UltraTech Cement (ULTRACEMCO) is India's largest cement producer by capacity, currently priced at ₹11,232 — below both its 50-DMA (₹11,508) and 200-DMA (₹12,016) — with a trailing PE of 40.4, ROE of 10.59%, and a 14.32% drawdown from its 52-week high. Revenue has grown at a 3% five-year CAGR while the debt trend is rising and five-year earnings growth data is unavailable. Analyst coverage spans 39 analysts with a mean rating of 1.16 on a 1–5 scale (lower = more constructive), alongside a forward PE of 25.7 that embeds significant implied earnings growth relative to trailing results.
Pros
- ✓Revenue has grown at a 5-year CAGR of 9.4%, reflecting the company's scale as one of India's top-3 cement producers by capacity.
- ✓Trailing PE of 22.85 is the second-lowest among the 6 tracked cement peers (range 12.0-51.9), indicating compressed valuation relative to the sector median.
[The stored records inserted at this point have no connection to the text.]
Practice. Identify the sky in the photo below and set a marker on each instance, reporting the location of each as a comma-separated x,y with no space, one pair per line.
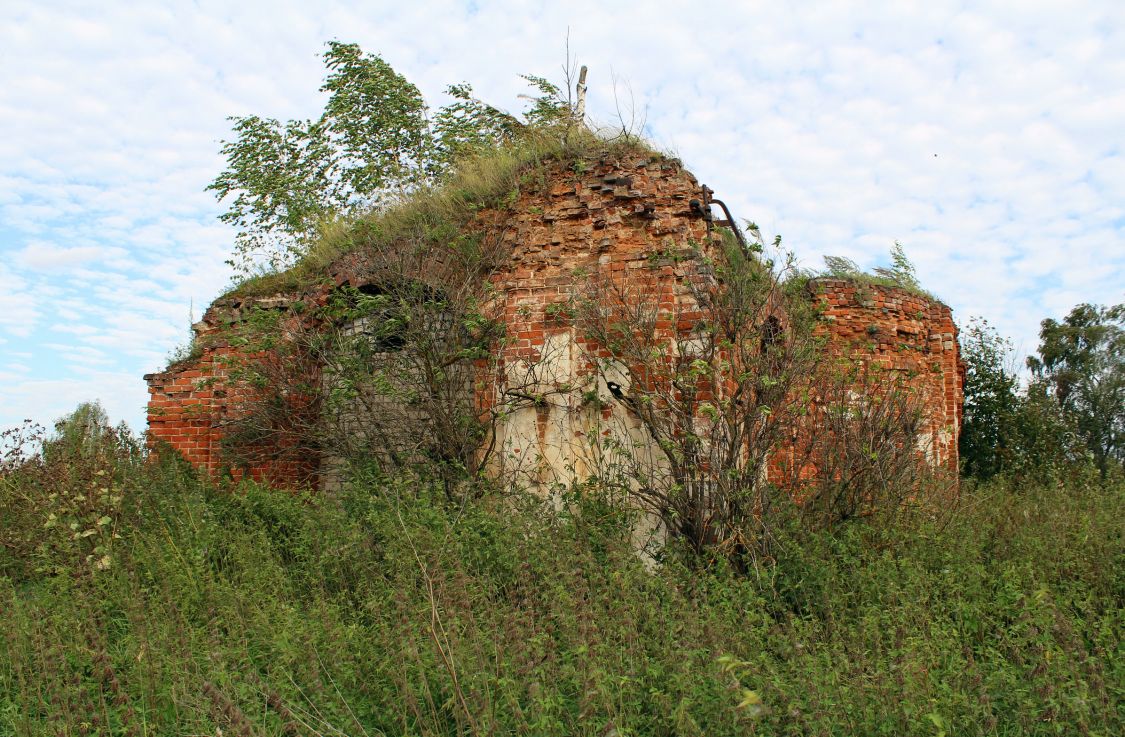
987,137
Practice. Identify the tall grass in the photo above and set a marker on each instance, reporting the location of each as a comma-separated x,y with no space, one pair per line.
491,178
384,611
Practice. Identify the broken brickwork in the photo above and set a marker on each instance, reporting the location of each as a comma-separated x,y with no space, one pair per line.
635,222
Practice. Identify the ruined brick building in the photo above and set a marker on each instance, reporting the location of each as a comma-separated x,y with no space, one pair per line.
632,218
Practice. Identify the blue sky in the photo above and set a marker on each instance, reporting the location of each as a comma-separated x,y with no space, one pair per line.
987,137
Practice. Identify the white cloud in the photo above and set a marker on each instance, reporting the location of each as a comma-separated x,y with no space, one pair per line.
819,122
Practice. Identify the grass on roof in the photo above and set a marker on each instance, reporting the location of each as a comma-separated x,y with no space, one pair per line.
486,180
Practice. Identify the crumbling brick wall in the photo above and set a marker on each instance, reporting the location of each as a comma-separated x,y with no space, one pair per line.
629,222
194,404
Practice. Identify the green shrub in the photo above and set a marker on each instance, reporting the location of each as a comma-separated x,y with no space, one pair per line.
387,610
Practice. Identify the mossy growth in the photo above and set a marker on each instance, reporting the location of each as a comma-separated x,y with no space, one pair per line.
492,179
900,275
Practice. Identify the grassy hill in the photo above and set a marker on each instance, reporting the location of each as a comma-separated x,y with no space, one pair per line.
140,600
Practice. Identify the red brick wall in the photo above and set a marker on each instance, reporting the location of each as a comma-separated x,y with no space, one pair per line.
908,333
629,219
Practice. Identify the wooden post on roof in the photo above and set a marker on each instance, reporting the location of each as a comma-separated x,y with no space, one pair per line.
579,109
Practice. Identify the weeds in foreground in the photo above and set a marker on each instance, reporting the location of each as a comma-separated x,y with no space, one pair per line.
385,611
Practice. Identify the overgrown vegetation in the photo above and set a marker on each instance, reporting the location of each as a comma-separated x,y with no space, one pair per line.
900,273
385,610
1072,407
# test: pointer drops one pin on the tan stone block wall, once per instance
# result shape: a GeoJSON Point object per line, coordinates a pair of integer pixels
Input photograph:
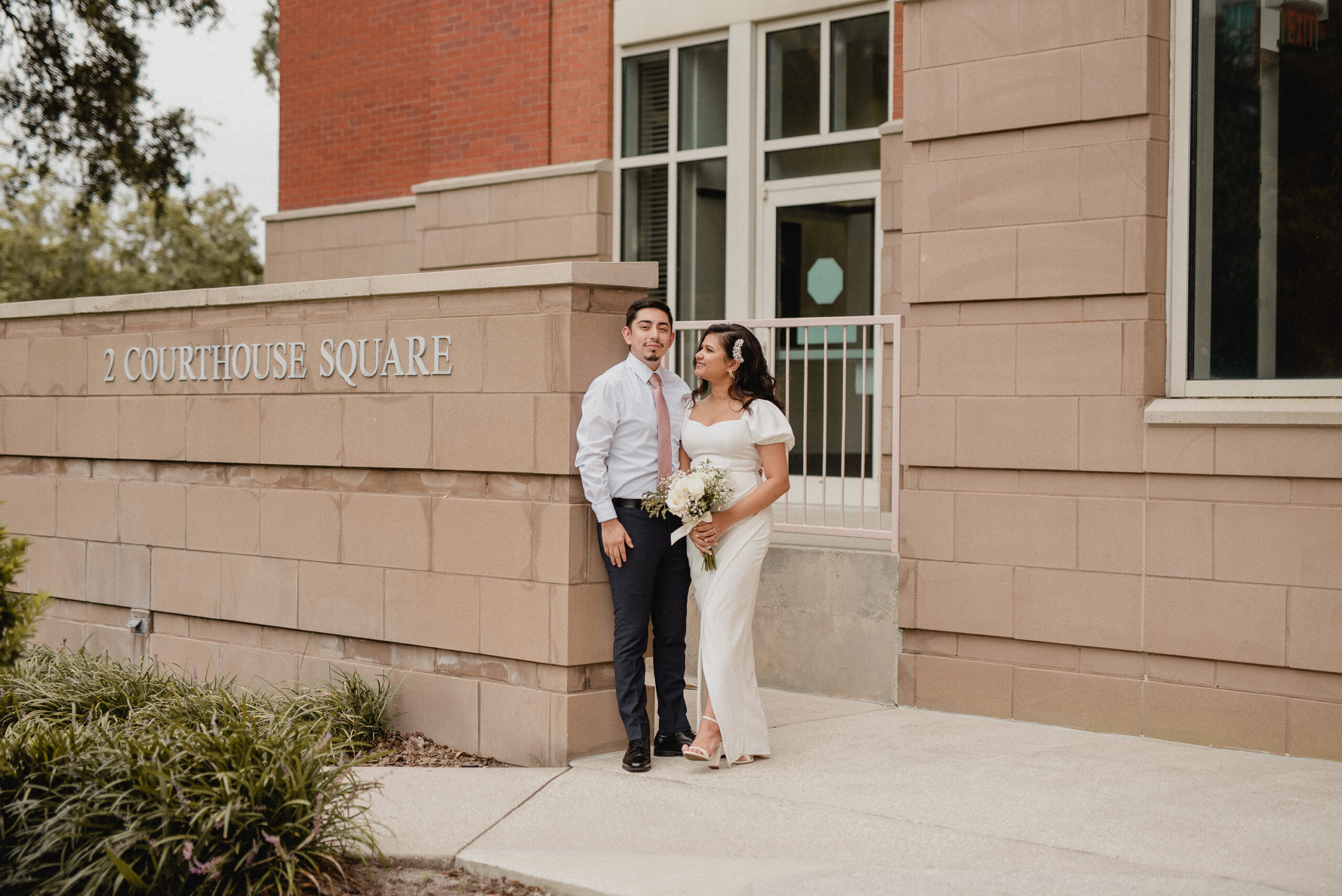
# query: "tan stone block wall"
{"type": "Point", "coordinates": [435, 532]}
{"type": "Point", "coordinates": [349, 244]}
{"type": "Point", "coordinates": [564, 217]}
{"type": "Point", "coordinates": [1063, 561]}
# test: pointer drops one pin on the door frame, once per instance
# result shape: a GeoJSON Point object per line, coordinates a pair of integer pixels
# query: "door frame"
{"type": "Point", "coordinates": [806, 191]}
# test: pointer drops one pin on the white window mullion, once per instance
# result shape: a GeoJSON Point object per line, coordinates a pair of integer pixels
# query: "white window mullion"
{"type": "Point", "coordinates": [745, 114]}
{"type": "Point", "coordinates": [673, 177]}
{"type": "Point", "coordinates": [825, 77]}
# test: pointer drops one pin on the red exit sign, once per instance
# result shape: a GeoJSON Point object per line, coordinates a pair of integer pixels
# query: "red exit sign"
{"type": "Point", "coordinates": [1300, 29]}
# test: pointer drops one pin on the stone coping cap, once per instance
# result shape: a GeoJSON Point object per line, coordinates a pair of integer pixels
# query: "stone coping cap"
{"type": "Point", "coordinates": [344, 208]}
{"type": "Point", "coordinates": [536, 172]}
{"type": "Point", "coordinates": [627, 275]}
{"type": "Point", "coordinates": [1255, 412]}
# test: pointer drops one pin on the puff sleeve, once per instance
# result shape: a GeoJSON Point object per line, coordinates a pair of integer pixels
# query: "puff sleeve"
{"type": "Point", "coordinates": [768, 424]}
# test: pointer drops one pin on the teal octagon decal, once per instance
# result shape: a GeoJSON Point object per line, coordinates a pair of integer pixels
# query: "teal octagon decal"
{"type": "Point", "coordinates": [825, 280]}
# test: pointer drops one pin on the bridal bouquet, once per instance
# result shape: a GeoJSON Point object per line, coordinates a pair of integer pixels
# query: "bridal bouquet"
{"type": "Point", "coordinates": [691, 495]}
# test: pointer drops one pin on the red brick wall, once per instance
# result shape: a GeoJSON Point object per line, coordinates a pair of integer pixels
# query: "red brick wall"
{"type": "Point", "coordinates": [382, 94]}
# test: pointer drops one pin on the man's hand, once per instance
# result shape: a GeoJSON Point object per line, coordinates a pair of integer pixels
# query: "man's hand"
{"type": "Point", "coordinates": [614, 539]}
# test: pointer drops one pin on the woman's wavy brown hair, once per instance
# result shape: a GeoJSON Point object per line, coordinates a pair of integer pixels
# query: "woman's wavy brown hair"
{"type": "Point", "coordinates": [753, 379]}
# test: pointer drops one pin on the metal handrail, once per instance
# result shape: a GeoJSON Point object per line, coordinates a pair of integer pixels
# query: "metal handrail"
{"type": "Point", "coordinates": [868, 359]}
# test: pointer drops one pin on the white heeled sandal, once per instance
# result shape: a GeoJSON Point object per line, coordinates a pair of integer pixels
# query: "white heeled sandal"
{"type": "Point", "coordinates": [715, 760]}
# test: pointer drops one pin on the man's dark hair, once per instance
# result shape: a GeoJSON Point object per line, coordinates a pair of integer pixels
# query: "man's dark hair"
{"type": "Point", "coordinates": [648, 304]}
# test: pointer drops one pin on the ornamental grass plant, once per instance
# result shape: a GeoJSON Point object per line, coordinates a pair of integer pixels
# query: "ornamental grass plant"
{"type": "Point", "coordinates": [126, 779]}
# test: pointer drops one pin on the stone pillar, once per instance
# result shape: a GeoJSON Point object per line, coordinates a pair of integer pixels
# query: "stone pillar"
{"type": "Point", "coordinates": [415, 515]}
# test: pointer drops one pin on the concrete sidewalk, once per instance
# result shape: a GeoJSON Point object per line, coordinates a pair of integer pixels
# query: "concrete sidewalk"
{"type": "Point", "coordinates": [861, 798]}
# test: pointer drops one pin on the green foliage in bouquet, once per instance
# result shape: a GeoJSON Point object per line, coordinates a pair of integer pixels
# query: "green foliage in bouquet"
{"type": "Point", "coordinates": [18, 612]}
{"type": "Point", "coordinates": [125, 779]}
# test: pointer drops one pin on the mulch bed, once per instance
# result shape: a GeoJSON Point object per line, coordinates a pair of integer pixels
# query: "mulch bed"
{"type": "Point", "coordinates": [419, 751]}
{"type": "Point", "coordinates": [423, 882]}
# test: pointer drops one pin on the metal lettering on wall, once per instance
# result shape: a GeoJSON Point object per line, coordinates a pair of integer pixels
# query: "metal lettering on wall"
{"type": "Point", "coordinates": [423, 357]}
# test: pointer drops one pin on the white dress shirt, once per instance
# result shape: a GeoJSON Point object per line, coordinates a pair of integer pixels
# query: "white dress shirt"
{"type": "Point", "coordinates": [618, 435]}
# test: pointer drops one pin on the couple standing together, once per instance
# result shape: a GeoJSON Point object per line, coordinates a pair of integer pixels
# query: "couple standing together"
{"type": "Point", "coordinates": [639, 423]}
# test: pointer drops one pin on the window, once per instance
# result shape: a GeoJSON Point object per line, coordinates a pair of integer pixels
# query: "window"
{"type": "Point", "coordinates": [826, 83]}
{"type": "Point", "coordinates": [674, 172]}
{"type": "Point", "coordinates": [1258, 208]}
{"type": "Point", "coordinates": [807, 97]}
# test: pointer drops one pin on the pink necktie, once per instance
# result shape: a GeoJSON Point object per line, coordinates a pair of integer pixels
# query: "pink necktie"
{"type": "Point", "coordinates": [663, 428]}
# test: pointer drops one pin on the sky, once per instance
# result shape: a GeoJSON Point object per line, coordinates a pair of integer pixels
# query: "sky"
{"type": "Point", "coordinates": [210, 73]}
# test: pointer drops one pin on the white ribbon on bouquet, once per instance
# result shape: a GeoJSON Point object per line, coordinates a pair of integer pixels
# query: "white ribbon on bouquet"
{"type": "Point", "coordinates": [689, 525]}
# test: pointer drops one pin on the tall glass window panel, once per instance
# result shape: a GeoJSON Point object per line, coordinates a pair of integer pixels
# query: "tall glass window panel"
{"type": "Point", "coordinates": [647, 104]}
{"type": "Point", "coordinates": [704, 95]}
{"type": "Point", "coordinates": [792, 75]}
{"type": "Point", "coordinates": [859, 71]}
{"type": "Point", "coordinates": [1267, 199]}
{"type": "Point", "coordinates": [826, 268]}
{"type": "Point", "coordinates": [643, 218]}
{"type": "Point", "coordinates": [702, 241]}
{"type": "Point", "coordinates": [825, 260]}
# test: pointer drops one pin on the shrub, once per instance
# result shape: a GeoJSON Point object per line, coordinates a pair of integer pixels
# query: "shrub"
{"type": "Point", "coordinates": [18, 612]}
{"type": "Point", "coordinates": [120, 777]}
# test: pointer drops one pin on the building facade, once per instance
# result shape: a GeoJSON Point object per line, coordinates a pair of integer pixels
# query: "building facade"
{"type": "Point", "coordinates": [1111, 230]}
{"type": "Point", "coordinates": [1111, 227]}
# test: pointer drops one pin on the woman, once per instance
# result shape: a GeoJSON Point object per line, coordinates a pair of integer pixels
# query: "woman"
{"type": "Point", "coordinates": [733, 420]}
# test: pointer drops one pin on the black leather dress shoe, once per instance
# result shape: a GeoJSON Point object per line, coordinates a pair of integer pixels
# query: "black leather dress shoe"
{"type": "Point", "coordinates": [636, 757]}
{"type": "Point", "coordinates": [669, 745]}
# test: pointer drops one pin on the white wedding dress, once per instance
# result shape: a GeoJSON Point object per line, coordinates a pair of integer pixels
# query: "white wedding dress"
{"type": "Point", "coordinates": [727, 595]}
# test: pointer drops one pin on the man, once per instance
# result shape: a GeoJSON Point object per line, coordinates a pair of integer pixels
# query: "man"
{"type": "Point", "coordinates": [629, 441]}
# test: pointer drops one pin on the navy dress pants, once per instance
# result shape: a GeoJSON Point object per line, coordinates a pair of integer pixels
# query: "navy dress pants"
{"type": "Point", "coordinates": [653, 584]}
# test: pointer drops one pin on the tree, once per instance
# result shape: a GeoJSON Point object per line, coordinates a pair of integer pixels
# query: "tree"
{"type": "Point", "coordinates": [18, 612]}
{"type": "Point", "coordinates": [53, 249]}
{"type": "Point", "coordinates": [266, 51]}
{"type": "Point", "coordinates": [73, 100]}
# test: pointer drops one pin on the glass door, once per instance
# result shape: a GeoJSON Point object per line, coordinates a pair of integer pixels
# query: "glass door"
{"type": "Point", "coordinates": [820, 262]}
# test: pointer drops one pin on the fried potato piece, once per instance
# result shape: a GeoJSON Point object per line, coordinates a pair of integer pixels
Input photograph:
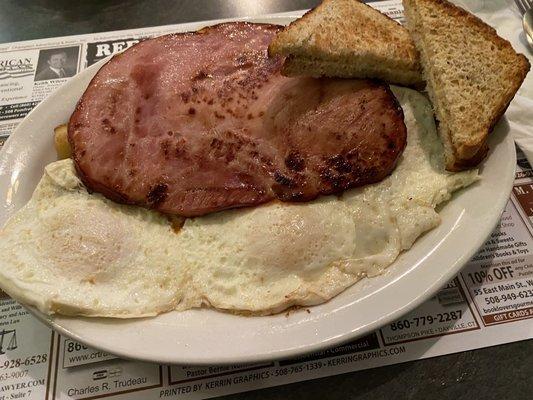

- ✓Q4 2026 net profit was reported at +78.5% YoY, and Devdiscourse coverage cited strategic capacity expansion efforts alongside the profit headline.
- ✓Dividend yield of 0.45% and RSI of 45.1 (neutral band) indicate neither extreme momentum nor dividend distress at current prices.
- ✓FCF-positive in 4 of the available fiscal years, indicating the business has generated cash above capital expenditures in most periods despite ongoing capacity expansion.
- ✓ROE of 10.59% ranks second among the 5 peers with available ROE data (GRASIM 6.29%, AMBUJACEM 8.31%, DALBHARAT 6.50%, ACC 10.93%), reflecting relatively stronger capital return within the peer set.
- ✓Trailing PE of 40.4 compresses to a forward PE of 25.7 — a 37% contraction — suggesting the analyst consensus is pricing in meaningful near-term earnings improvement, which if realised would reduce the valuation premium versus peers like Ambuja (PE 22.9) and ACC (PE 12.0).
- ✓Capacity expansion narrative persists in recent coverage, consistent with UltraTech's multi-year strategy of gaining market share in India's infrastructure-driven cement demand cycle.
Cons
- ✗ROE of 8.31% has not exceeded 15% in any single tracked year, and the persistence consistency score is 0 — returns on capital have been structurally low.
- ✗FCF was positive in only 1 of the tracked years, and D/E of 1.21 is on a rising trend, pointing to elevated and growing capital requirements relative to cash generation.
- ✗The stock has been below the 200-DMA for an extended period, currently 16.4% beneath that level (Rs 519.98), with a 30.41% drawdown from the 52-week high — the largest absolute price decline among the tracked peer set.
- ✗Q4 2026 EBITDA margins were under pressure; the strong net profit figure was driven by a tax benefit rather than operating leverage, creating a divergence between headline and operating earnings quality.
- ✗ROE has not exceeded 15% in any year of available history and the quality score of 31 ranks 4th of 6 cement peers, indicating capital efficiency below what the scale and market position of the company might imply.
- ✗The stock has declined 13.87% over 3 months and 1.03% over 12 months, trading below both its 50-DMA and 200-DMA for an extended period, with RSI at 39.72 approaching oversold territory.
- ✗Debt trend is rising and the D/E figure of 29.43 warrants scrutiny; five-year earnings growth data is absent from the available dataset, leaving the earnings-growth thesis supporting the forward PE of 25.7 unverifiable from this data.
- ✗A ₹808.78 crore income-tax demand for Assessment Year 2023-24 has been contested by the company via appeal, representing an unresolved contingent liability that could affect reported earnings if the demand is upheld.
Want the full analysis for either stock?
For informational purposes only. Not investment advice. VivaTrades is not a SEBI-registered Investment Adviser or Research Analyst. Comparison reflects current public data; consult a registered adviser before any investment decision.